A relação das Instituições de Ensino com a educação empreendedora ainda é tímida, todavia. Pesquisa realizada pelo SEBRAE e Endeavor, em 2016, acerca do “Empreendedorismo nas Universidades Brasileiras”, identificou um cenário pouco estimulante às atividades empreendedoras:

  • apenas 38,78% das universidades participantes da pesquisa (70 instituições brasileiras) possuem iniciativas relacionadas ao empreendedorismo, como disciplinas específicas, eventos de fomento e incubadoras de empresas;
  • de forma geral, não há práticas institucionalizadas, nas instituições de ensino superior, para estimular o desenvolvimento de soluções inovadoras para o mercado e a criação de novos negócios. O que se vê (quando se vê), na maior parte dos casos, são iniciativas pontuais conduzidas por alguns docentes, mas que geralmente produzem pouco impacto (justamente por serem isoladas);
  • os promotores do empreendedorismo nas universidades estão, em grande parte, desconectados do ecossistema empreendedor local, e também não possuem – ou jamais possuíram – experiências profissionais empreendedoras (46%). Destes, mais de 50% afirmaram que suas únicas iniciativas empreendedoras estiveram relacionadas a serviços de consultoria.

O que se vê, portanto, é a carência de instituições de educação como elementos-chave no ecossistema de empreendedorismo e inovação. Consequências diretas deste fato são estudantes e profissionais despreparados para empreender, além da natureza pouco inovadora dos negócios criados no Brasil.

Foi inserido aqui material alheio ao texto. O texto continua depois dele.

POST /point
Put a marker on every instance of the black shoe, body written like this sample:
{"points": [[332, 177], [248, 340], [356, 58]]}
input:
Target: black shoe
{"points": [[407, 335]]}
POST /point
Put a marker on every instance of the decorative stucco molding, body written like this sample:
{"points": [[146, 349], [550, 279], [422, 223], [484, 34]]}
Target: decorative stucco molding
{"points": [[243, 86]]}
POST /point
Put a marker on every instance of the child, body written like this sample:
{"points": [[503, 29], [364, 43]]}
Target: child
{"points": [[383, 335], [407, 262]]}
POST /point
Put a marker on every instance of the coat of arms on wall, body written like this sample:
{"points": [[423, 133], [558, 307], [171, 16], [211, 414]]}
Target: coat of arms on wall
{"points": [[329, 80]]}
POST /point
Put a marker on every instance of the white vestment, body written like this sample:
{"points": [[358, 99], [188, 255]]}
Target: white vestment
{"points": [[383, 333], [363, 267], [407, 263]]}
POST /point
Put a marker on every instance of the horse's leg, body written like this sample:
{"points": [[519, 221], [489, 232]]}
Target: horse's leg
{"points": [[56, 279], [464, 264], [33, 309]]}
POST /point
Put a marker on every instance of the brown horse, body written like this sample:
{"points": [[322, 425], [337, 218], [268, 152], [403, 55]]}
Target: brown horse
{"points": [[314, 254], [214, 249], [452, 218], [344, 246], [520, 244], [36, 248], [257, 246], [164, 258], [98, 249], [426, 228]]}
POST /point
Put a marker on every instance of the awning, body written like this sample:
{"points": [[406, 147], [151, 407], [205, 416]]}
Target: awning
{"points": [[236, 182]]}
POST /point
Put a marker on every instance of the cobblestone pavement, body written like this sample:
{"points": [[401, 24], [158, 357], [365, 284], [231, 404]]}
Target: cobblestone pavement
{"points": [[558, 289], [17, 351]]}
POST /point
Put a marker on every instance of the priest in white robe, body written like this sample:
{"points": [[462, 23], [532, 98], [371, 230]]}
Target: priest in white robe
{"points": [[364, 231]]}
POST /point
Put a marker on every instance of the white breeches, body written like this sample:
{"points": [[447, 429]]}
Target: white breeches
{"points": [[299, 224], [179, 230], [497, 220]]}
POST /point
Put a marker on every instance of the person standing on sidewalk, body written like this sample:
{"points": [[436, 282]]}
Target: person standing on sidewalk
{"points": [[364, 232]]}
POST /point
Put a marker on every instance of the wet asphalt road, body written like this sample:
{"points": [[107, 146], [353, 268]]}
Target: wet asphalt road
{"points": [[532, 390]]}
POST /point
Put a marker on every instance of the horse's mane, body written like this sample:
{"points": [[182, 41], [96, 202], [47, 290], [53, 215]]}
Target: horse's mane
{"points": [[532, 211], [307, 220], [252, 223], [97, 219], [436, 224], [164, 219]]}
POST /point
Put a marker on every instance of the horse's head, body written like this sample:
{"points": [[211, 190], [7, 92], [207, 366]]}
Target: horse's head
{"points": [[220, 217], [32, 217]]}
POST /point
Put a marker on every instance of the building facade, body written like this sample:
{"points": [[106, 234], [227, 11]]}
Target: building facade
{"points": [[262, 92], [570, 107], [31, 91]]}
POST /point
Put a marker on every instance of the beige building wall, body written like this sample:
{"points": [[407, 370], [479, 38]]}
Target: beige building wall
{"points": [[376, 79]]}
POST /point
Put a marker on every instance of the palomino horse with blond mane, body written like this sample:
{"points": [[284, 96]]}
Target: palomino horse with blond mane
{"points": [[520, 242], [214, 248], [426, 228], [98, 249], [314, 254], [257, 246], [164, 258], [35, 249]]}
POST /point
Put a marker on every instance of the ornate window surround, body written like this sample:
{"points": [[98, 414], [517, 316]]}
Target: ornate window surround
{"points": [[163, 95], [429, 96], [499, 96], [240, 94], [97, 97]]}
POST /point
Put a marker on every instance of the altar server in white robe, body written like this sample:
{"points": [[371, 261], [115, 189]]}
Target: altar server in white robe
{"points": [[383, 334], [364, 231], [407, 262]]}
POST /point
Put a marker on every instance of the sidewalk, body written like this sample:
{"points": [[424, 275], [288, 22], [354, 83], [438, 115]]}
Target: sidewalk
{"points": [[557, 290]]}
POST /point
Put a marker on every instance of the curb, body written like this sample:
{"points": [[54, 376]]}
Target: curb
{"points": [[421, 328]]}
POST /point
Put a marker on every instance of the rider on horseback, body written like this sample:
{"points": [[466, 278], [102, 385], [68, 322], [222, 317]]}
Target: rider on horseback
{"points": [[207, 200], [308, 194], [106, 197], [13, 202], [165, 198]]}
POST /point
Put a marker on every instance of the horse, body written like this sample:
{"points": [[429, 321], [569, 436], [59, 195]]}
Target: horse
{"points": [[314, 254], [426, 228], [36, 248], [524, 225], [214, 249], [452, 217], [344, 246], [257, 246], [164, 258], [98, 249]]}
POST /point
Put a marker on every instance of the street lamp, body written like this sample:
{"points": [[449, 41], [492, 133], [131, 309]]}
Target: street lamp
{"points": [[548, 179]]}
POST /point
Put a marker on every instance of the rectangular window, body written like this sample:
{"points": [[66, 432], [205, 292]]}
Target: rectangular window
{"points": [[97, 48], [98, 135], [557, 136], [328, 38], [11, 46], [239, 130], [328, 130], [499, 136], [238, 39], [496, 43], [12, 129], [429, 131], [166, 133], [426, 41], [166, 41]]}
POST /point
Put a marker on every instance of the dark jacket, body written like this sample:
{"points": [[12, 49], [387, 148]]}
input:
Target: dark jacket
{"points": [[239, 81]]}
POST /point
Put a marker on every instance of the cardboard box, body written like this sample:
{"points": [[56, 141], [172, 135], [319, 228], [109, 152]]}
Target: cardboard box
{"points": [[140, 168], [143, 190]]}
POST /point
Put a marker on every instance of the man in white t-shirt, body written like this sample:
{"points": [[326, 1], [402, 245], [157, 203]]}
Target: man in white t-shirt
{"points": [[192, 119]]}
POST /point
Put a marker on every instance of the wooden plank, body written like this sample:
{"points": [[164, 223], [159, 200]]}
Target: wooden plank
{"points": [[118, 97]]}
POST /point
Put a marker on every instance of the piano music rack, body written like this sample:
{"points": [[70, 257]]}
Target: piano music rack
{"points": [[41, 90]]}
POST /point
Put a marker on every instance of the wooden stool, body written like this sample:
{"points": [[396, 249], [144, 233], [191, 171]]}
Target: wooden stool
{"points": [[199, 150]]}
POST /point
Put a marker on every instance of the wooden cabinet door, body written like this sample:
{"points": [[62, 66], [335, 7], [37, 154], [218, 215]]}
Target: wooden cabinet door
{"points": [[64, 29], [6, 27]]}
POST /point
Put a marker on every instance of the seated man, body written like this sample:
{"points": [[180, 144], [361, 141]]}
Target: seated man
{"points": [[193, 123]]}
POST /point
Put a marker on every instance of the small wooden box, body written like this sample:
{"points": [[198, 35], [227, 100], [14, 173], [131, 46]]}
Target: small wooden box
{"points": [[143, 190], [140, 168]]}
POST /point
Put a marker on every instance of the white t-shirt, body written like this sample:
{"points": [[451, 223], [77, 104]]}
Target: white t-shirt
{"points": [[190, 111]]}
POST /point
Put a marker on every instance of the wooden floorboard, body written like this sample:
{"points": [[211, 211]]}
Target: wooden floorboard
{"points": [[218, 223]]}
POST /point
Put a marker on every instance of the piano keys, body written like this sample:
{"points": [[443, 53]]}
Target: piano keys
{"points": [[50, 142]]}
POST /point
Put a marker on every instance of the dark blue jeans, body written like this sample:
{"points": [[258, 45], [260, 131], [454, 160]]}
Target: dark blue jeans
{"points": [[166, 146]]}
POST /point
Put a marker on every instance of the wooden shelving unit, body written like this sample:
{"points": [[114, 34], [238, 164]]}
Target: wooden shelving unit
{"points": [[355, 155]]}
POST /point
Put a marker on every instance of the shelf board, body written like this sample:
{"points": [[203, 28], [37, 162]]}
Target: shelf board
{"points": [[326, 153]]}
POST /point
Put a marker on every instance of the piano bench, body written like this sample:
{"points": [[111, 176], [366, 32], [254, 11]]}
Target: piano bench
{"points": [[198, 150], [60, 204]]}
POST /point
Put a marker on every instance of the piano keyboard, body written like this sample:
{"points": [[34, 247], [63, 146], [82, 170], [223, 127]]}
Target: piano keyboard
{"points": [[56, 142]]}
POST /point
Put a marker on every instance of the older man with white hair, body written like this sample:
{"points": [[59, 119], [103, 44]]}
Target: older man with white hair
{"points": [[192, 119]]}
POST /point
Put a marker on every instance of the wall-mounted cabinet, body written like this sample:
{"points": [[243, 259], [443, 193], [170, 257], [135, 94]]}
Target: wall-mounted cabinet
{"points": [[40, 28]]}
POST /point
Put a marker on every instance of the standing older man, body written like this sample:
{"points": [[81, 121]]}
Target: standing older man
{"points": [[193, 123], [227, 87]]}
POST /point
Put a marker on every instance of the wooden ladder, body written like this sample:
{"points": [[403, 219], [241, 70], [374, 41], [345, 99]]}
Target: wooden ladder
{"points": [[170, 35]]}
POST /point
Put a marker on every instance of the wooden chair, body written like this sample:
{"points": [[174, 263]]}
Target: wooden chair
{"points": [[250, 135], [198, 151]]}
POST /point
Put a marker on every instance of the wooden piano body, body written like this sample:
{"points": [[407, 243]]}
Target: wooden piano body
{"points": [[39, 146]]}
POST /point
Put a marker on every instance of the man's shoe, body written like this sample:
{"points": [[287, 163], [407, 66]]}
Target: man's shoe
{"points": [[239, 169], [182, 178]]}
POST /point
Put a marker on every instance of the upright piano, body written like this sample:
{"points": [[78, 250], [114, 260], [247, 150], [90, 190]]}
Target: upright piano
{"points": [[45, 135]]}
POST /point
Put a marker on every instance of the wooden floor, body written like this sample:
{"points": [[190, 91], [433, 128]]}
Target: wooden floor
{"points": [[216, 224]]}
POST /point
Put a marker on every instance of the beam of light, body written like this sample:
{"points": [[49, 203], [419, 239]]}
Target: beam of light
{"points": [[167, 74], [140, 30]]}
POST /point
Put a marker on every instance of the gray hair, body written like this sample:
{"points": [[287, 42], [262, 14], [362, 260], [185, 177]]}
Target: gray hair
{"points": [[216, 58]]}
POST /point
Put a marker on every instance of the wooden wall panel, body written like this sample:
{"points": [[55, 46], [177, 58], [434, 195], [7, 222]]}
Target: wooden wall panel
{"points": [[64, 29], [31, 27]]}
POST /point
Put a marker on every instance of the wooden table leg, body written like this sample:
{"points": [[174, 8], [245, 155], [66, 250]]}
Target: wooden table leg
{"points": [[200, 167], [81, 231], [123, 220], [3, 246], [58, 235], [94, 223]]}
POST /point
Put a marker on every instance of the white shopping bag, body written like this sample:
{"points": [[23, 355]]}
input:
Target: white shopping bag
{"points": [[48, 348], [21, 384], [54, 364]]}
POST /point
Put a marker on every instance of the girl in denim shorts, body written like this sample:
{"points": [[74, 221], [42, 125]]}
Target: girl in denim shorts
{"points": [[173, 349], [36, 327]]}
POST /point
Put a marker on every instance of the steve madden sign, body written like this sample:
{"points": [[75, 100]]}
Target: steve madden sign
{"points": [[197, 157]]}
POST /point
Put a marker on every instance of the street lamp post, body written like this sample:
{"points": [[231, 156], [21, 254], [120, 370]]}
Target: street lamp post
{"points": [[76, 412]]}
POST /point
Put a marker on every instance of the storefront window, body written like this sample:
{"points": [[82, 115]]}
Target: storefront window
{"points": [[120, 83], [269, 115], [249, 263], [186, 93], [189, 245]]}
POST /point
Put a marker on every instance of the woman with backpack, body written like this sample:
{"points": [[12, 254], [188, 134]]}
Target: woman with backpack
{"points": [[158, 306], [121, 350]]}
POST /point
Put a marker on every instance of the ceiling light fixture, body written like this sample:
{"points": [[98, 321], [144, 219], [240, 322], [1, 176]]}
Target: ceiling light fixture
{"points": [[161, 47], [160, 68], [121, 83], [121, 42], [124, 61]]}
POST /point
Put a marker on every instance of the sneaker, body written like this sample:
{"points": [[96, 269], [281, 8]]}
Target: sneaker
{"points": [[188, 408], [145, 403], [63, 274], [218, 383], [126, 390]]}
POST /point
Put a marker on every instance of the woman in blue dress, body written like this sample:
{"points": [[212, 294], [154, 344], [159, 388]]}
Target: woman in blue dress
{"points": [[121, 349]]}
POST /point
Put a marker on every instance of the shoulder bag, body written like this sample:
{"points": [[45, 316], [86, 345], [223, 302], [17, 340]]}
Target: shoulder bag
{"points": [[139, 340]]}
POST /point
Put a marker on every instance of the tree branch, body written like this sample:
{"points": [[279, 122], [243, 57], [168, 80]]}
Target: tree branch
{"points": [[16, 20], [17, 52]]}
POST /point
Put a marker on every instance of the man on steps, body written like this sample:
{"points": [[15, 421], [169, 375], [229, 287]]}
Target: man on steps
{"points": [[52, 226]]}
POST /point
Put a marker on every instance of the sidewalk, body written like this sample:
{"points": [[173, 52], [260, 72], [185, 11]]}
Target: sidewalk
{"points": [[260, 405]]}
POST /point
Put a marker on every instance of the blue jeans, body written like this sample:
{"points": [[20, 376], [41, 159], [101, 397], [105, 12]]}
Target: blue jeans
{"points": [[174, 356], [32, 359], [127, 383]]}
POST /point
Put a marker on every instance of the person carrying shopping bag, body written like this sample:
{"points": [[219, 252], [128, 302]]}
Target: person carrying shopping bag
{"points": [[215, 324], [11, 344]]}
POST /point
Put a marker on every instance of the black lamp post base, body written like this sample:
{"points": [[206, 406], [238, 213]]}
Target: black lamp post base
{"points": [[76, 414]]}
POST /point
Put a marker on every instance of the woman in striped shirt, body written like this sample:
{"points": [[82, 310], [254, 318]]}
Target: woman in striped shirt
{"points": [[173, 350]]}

O Instituto Butantan cria, junto a Biominas, um MBA em Gestão da Inovação em Saúde formas de levar a inovação e o empreendedorismo para os profissionais da área de saúde, capacitando-os para a aplicação dos processos existentes entre pesquisa, patenteamento, produção e comercialização de produtos, com completo domínio de todo o arcabouço legal necessário para a transferência de tecnologia.

Esta situação pode – e deve, urgentemente – ser modificada. Obviamente não se trata de tarefa fácil, dada a complexidade do problema. Eis algumas provocações e inspirações práticas, neste sentido:

  • Mapeamento e socialização de práticas bem sucedidas de Educação Empreendedora promovidas por docentes, com foco na posterior institucionalização de tais práticas;
  • Inclusão de Projetos Práticos de Empreendedorismo nas matrizes curriculares dos cursos superiores: estímulo à proposição objetiva de soluções técnicas e científicas para os problemas diariamente vivenciados nas sociedades brasileira e global;
  • Associação das instituições de ensino superior a entidades que estimulam o empreendedorismo no Brasil, tais como Aceleradoras de Empresas, Incubadoras, Espaços de Coworking, Laboratórios Maker, Serviços de Apoio aos Negócios, Centros de Referência em Empreendedorismo e Gestão, Parques Tecnológicos e Grupos de Investidores;
  • Utilização de metodologias ativas de educação, que promovam o desenvolvimento de soft skills e competências empreendedoras, ao colocar os estudantes como protagonistas de seu processo de aprendizagem;
  • Utilização de tecnologias digitais na educação, promovendo, desde cedo, a conexão dos estudantes e professores com ferramental técnico contemporâneo e relevante às atividades empreendedoras.

Por isso, iniciativas como o MBA em Gestão da Inovação em Saúde, são fundamentais para o desenvolvimento dos profissionais de saúde no mercado de trabalho. A educação empreendedora, potencializa o capital humano e científico do país, estabelecendo uma conexão virtuosa entre Ciência e Negócios, e posicionando as universidades e centros de pesquisa como elementos fundamentais de um Ecossistema de Empreendedorismo e Inovação.